Na hora da dormida oficial, não houve comemoração. O vinho que a mulher comprou, as velas aromatizantes, a lingerie nova e toda a sensualidade pretendida para aquela noite ficariam para o outro aniversário de casamento, ou outra data especial.
Foi a pior noite da vida de Pedro. Voltou a ter pesadelos. Acordou e não dormiu mais.
O dia começava a amanhecer, aproximava-se a hora de ir à Padaria do Veiga comprar o pão. Amanheceu também com uma vontade de comer uma talhada de cuscuz. Estava decidido: ia também ao mercado.
Abriu portas, janelas, olhou para a TV. Sentiu-se tentado a saber se o cara do acidente tinha ou não morrido.

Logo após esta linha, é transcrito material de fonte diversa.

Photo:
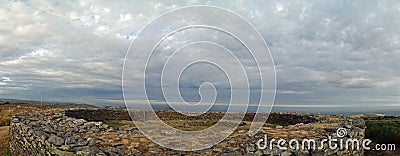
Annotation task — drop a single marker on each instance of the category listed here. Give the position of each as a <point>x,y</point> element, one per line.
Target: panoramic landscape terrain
<point>194,77</point>
<point>79,129</point>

Ligou o aparelho enquanto lembrava-se dos acontecimentos do dia anterior, principalmente do fracasso de alcova e da vergonha que ficou da esposa. Resistiu.
Naquela manhã, preferiu ligar num canal que falava de esporte e saúde.
Na fila do caixa da padaria comentou com um amigo  que tinha visto bem cedo na TV a notícia sobre a descoberta de um novo método para ativar o hormônio da felicidade. Saiu da padaria com três receitas de saúde e bem estar. Naquela manhã, o café em família foi mais animado.